Housing

What Trump's Campaign Against 'Abolish the Suburbs' Was Actually About

A new fair housing rule winds back desegregation requirements by several decades — and flouts the review process, setting up a legal challenge.

A new rule announced by U.S. Housing Secretary Ben Carson that rolls back desegregation protections is the policy Donald Trump has been promising to avoid an alleged threat to"abolish the suburbs.” 

Photographer: Al Drago/Bloomberg

Since January, the Trump administration has been laying the groundwork for a new national policy on fair housing. First, U.S. Housing Secretary Ben Carson pushed back a compliance deadline for communities under an Obama-era law. Then he introduced a new draft rule on Affirmatively Furthering Fair Housing, or AFFH, that’s come under fire from cities as it winds its way through the federal machine.

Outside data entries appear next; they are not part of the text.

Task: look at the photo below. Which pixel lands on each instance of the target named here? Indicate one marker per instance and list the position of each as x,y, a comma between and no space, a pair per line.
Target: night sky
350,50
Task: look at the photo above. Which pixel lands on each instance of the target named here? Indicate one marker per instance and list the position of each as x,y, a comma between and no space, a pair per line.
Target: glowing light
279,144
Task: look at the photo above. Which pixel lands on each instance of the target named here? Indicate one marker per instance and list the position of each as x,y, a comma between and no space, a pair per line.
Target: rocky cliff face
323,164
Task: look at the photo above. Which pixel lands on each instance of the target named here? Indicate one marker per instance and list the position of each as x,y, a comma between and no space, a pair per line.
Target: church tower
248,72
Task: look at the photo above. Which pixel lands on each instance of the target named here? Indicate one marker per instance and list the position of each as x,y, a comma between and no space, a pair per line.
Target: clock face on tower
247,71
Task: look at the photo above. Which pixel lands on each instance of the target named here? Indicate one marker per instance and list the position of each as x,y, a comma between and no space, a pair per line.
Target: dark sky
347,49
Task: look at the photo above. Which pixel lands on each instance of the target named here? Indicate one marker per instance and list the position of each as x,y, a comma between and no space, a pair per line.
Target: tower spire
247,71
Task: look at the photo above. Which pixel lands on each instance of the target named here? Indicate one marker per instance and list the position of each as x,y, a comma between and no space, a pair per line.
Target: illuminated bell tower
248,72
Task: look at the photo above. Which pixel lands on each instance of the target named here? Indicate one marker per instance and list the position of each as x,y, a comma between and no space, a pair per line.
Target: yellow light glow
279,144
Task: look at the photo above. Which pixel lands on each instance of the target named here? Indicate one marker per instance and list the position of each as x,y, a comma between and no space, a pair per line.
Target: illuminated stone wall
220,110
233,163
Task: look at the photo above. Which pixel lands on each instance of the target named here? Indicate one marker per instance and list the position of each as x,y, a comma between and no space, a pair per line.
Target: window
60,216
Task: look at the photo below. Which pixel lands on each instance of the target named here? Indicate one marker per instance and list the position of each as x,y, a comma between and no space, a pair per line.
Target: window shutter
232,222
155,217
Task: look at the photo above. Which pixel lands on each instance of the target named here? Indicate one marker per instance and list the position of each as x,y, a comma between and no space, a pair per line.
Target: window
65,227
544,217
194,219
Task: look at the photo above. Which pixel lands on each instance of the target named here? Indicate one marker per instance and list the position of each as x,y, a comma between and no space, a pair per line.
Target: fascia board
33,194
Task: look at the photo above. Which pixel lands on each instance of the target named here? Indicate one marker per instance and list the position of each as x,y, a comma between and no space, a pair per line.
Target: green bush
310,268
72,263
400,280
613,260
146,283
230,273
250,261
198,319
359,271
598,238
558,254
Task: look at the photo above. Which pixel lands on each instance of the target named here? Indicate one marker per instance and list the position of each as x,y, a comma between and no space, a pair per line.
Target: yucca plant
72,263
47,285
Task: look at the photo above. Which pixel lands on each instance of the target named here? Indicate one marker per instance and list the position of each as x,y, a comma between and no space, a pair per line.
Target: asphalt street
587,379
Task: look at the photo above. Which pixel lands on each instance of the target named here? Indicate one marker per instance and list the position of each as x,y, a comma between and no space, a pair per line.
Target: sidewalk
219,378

The goal of such policy is to fulfill an obligation under the Fair Housing Act of 1968 that requires communities that receive federal funds work to undo their patterns of residential segregation. But President Donald Trump has latched onto the rule in recent weeks, saying that the enforcement of the desegregation mandate is an effort to “abolish the suburbs.” He has made this complaint a cornerstone in his bid for reelection. In a June 30 tweet, the president threatened to do away with the AFFH rule altogether. “Not fair to homeowners, I may END!”